Gold Spanish Treasure In The Superstitions
About 45 miles south of Tucson, Arizona is located the Tumacacori Mission, an eighteenth century Catholic Church, Spaniards built the Mission in hopes of converting the Papago and the Opata Indians to the Catholic religion.
The missionaries not only wanted to covert the Indians, but they also wanted to use them as slaves to mine the silver ore they had discovered in the various mines around the area in 1766.
This goal of the missionaries changed when they discovered silver in the area in 1766. Quickly, they put the Indians to work mining the silver in several mines throughout the area.
The Opata Indians preferred working in one particular mine more than the others and the missionaries allowed this, as the mine was highly profitable. At the back of this mine was a giant room where all of the silver was stored in a pile in the center of the room. Despite their best efforts at converting the Indians, the Opata utilized the big room, piled with silver, during the night to perform their old pagan religious rites. However, they must have absorbed some of the preaching’s because when they saw a Mayo Indian Princess traveling in the desert, they were convinced that she was the next Virgin Mary.

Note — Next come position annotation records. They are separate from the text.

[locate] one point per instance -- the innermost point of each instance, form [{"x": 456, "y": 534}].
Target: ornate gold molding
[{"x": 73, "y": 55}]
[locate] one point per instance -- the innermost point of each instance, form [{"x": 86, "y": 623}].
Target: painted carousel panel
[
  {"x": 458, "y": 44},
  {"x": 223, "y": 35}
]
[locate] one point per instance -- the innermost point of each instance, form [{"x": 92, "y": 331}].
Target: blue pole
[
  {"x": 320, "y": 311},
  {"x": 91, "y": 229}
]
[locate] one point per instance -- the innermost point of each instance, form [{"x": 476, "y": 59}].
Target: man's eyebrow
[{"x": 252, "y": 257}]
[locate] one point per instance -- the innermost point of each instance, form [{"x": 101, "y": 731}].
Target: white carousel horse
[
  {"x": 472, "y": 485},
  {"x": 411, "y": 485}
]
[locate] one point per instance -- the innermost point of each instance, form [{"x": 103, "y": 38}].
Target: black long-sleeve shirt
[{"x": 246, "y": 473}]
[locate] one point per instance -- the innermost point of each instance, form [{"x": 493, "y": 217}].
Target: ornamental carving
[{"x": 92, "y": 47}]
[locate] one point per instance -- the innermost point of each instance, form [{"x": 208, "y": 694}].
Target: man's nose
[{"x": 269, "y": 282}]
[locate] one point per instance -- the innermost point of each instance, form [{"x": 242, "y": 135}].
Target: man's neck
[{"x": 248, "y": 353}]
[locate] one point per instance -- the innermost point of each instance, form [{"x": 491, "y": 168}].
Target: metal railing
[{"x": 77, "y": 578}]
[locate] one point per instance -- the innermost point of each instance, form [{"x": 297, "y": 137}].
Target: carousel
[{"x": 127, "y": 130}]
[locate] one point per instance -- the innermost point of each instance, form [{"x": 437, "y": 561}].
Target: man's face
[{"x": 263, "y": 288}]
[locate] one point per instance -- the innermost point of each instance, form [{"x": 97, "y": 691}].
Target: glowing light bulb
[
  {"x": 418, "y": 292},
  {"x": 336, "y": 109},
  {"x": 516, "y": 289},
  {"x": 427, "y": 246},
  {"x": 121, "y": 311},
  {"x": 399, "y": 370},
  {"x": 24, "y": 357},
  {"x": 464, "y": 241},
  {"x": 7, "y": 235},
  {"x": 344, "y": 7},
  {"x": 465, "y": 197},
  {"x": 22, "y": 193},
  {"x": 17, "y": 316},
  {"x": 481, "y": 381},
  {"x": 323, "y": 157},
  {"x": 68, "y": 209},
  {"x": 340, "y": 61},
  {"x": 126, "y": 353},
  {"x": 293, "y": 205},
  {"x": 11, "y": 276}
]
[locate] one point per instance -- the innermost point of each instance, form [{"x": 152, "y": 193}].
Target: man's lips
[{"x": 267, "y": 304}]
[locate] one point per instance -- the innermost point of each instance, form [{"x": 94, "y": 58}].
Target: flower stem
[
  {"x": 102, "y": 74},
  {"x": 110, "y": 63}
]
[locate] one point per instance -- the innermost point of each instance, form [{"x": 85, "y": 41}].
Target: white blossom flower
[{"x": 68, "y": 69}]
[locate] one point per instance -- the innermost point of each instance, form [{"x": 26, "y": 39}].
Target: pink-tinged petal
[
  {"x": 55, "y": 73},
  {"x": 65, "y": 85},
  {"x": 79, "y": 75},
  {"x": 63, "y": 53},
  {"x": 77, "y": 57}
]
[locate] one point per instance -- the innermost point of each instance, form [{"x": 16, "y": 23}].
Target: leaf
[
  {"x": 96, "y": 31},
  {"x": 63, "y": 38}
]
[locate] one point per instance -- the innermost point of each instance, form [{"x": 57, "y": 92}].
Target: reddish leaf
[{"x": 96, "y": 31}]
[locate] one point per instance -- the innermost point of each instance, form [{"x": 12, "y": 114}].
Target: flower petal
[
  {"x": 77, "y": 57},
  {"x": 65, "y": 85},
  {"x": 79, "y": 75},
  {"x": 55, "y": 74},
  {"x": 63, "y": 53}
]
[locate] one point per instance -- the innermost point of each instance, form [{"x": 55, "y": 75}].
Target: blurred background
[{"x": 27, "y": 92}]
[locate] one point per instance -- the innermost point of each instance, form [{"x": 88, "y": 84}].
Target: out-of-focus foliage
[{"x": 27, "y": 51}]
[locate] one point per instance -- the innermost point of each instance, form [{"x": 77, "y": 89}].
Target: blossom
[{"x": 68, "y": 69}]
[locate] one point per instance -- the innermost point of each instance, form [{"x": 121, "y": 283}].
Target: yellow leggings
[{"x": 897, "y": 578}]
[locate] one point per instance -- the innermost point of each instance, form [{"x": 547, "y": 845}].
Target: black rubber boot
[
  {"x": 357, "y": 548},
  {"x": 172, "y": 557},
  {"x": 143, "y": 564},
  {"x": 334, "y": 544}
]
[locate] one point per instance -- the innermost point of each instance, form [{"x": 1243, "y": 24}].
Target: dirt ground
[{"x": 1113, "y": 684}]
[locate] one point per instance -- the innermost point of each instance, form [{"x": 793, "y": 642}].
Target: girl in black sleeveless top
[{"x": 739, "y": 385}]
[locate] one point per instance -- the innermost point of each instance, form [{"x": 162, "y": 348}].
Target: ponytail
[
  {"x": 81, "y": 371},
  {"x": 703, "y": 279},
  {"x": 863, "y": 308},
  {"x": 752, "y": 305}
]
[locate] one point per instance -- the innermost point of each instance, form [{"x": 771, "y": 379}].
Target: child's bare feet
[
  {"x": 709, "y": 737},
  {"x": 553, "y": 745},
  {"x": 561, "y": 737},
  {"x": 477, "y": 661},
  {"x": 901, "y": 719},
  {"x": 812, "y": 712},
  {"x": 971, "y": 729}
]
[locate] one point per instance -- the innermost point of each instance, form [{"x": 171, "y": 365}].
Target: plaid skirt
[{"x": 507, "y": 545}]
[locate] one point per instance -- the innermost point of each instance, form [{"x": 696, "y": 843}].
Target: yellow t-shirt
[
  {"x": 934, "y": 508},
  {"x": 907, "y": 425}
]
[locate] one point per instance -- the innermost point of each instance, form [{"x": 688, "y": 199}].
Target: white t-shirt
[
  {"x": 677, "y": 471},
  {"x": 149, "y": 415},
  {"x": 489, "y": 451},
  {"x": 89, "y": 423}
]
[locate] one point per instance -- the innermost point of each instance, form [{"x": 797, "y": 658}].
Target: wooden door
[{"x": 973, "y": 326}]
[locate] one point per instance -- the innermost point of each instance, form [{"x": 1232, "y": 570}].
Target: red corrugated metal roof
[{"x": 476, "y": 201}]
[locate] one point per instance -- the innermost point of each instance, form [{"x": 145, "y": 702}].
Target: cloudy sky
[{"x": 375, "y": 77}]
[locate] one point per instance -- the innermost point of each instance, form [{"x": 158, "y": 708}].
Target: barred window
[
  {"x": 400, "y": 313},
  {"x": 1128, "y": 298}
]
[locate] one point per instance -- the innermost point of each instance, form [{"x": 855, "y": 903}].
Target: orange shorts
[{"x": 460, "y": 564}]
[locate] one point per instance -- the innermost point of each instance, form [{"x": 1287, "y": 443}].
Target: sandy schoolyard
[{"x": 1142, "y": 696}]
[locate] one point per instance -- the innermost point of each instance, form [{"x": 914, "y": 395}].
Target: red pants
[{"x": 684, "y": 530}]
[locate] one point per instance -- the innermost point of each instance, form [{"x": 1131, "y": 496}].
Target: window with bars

Kidnapping her, they took her to the big room piled with silver and told her that she would marry their chief in order to produce a child savior. The princess refused, saying that she would rather die. The Indians retaliated by deciding that if she would not marry their chief, then they would sacrifice her for their gods.
One Sunday when the Indians had the day off, they tied the princess to the mound of silver in the center of the room. The chief gave her one last chance to marry him or die, and she choose death. The chief then cut her hands, rubbing poison into her blood, and telling her when the sun touched the wounds, she would die. As a small ray of sunlight beamed through a hole in the center of the room, the Indians began to dance and sing around her.
When one of the missionaries heard the commotion coming from the mine he went to investigate and found the dead princess still tied to the silver and the Indians dancing around her. Appalled that their preaching’s had been so violated, the missionaries sealed the mine entrance shut, leaving the princess and all of the silver inside.
According to the legend, the silver from the lost Opata Mine remains buried and is guarded by the skeletal remains of the Mayo Indian Princess hidden somewhere near the Tumacacori Mission. Old Spanish records place the Opata Mine halfway between the Guadalupe Mine and the Pure Conception Mine, just waiting to be found.
The Tumacácori Mission and the surrounding area is now a national park. Tumacácori National Historical Park protects three Spanish colonial mission ruins in southern Arizona: Tumacácori, Guevavi, and Calabazas.